SELECT
MENTAL HEALTH TREATMENTS IN BARBADOS TO 1970
By Sylvan Spooner
In the light of the plethora of modern treatment modalities
available for the care of the mentally ill or persons seeking psychiatric care,
it is nonetheless necessary to highlight some of treatments that were utilized locally
before the advent of modern antipsychotics.
One early and controversial treatment for the mentally ill
was the Prefrontal Leucotomy. Performed on disruptive and aggressive patients, it
involved the severing of nerves associated with the frontal lobe of the brain. Unfortunately,
in the few local cases in which it was performed, this treatment often made
patients regress to a child like docility from which they never recovered.[1]

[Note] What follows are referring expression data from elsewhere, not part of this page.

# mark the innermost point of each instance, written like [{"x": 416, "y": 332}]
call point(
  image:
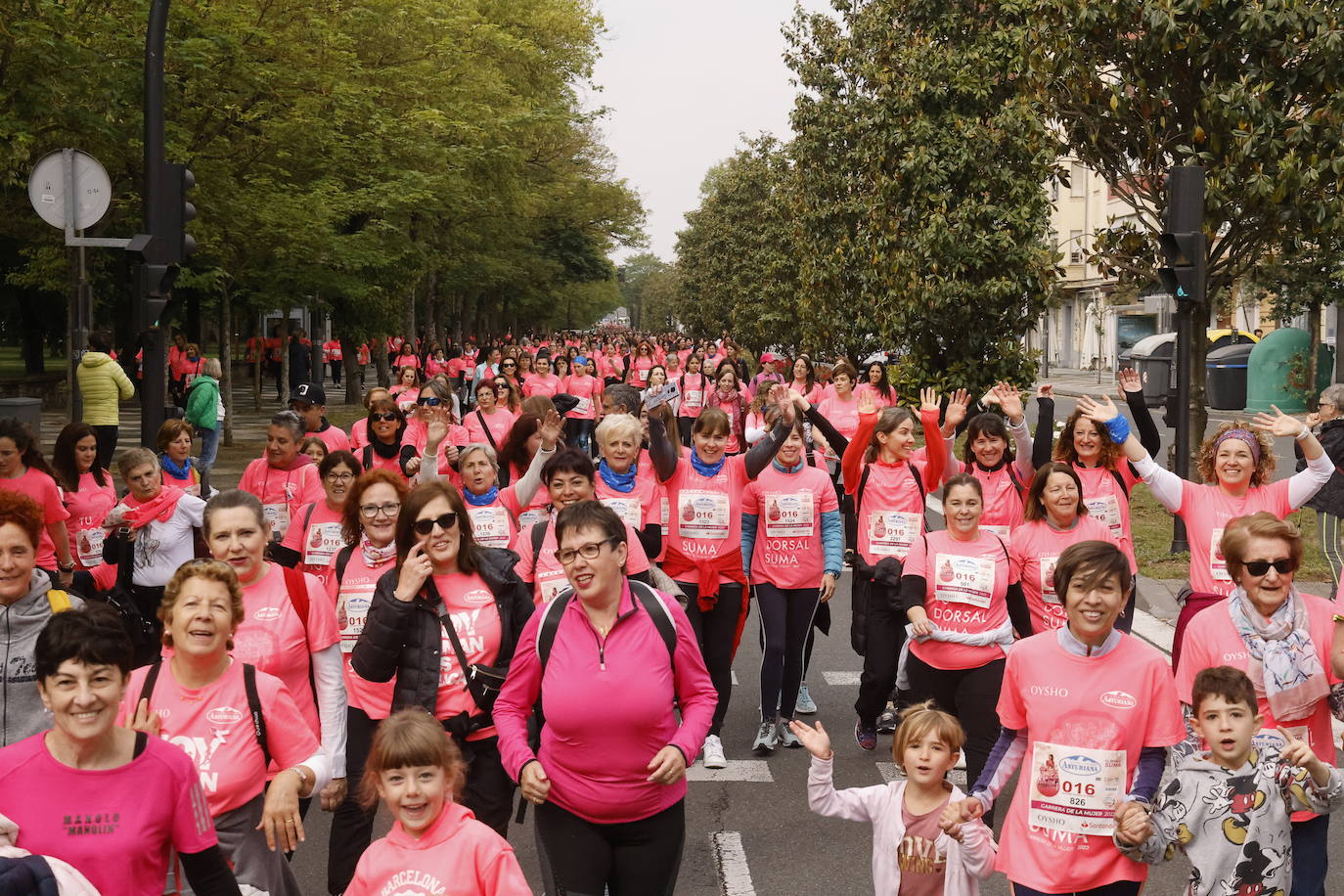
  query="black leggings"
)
[
  {"x": 972, "y": 694},
  {"x": 584, "y": 859},
  {"x": 715, "y": 630},
  {"x": 785, "y": 622}
]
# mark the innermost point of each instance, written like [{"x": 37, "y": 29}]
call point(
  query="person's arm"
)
[{"x": 208, "y": 874}]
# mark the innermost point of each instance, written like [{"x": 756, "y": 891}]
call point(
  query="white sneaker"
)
[{"x": 711, "y": 754}]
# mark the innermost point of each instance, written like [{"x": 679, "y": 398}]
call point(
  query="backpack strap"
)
[
  {"x": 58, "y": 600},
  {"x": 254, "y": 709}
]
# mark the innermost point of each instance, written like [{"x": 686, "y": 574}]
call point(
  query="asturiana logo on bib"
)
[
  {"x": 1080, "y": 766},
  {"x": 1118, "y": 700}
]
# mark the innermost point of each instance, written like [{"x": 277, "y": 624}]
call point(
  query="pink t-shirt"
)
[
  {"x": 1035, "y": 548},
  {"x": 547, "y": 576},
  {"x": 117, "y": 827},
  {"x": 351, "y": 597},
  {"x": 1211, "y": 640},
  {"x": 320, "y": 542},
  {"x": 87, "y": 508},
  {"x": 212, "y": 726},
  {"x": 1206, "y": 511},
  {"x": 1091, "y": 709},
  {"x": 43, "y": 489},
  {"x": 273, "y": 639},
  {"x": 966, "y": 583},
  {"x": 787, "y": 551},
  {"x": 476, "y": 619}
]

Its risks outweighed its benefits and its practice was brief.
Other interventions were less invasive and one such
treatment (if it could be so termed) was known as work therapy. Through this, patients
were tasked with manual labor designed to temper psychoses or other unwanted
energies, which were believed to fuel impure thoughts and actions. A few
trusted patients, under the watchful eyes of attendants, would perform assigned
tasks on the hospital farm, its gardens or grounds during the period before
ancillary staff was employed for the upkeep of the facility at Black Rock. Its
therapeutic qualities remained questionable.
These therapies would give way to other treatment modalities,
which were feared to the degree that those fears remain fixed within mental
health folklore.
One such therapy was Anticonvulsive
therapy (ECT). By 1970, in the absence of a well-established system of oral and
Intramuscular treatment options, ECT, in a dangerously unmodified form (without muscle relaxant or anesthetic) had become an
accepted ‘treatment of choice’ for patients suffering from chronic depressive
and other illnesses where traditional treatments had failed. It was at the time
considered to be a necessary evil for those upon whom the cloak of mental
illness had befallen.
It was a violent affair. At times patients under its
influence would soil themselves or risk dislocating joints and fractures
because of the ‘violent’ nature of the process. One individual who witnessed once such procedure explained it
in the following terms:
It
is like inducing a seizure in a patient when you use the ECT…you had two pads
very much like headphones and you wet them and attach them to the patient’s
temple. To do the ECT the doctor needed at least four, sometimes six patients
on hand to hold the patient and you had to support all the joints. When the
current is switch on the whole body would contract and then they had a thing
called the *St. Vitus dance where the whole body would keep shaking for
anything like one to three minutes.[2]
Such was its violence, such was the fear associated with ECT
that one patient proclaimed that he “wouldn’t recommend it to a dog.”[3]
Mental health care continues to have its challenges well
into the 21st century but an examination of the past and the
treatments used in the care of the mentally ill can indeed provide critical
insights into why the stigma and fear continues to exist.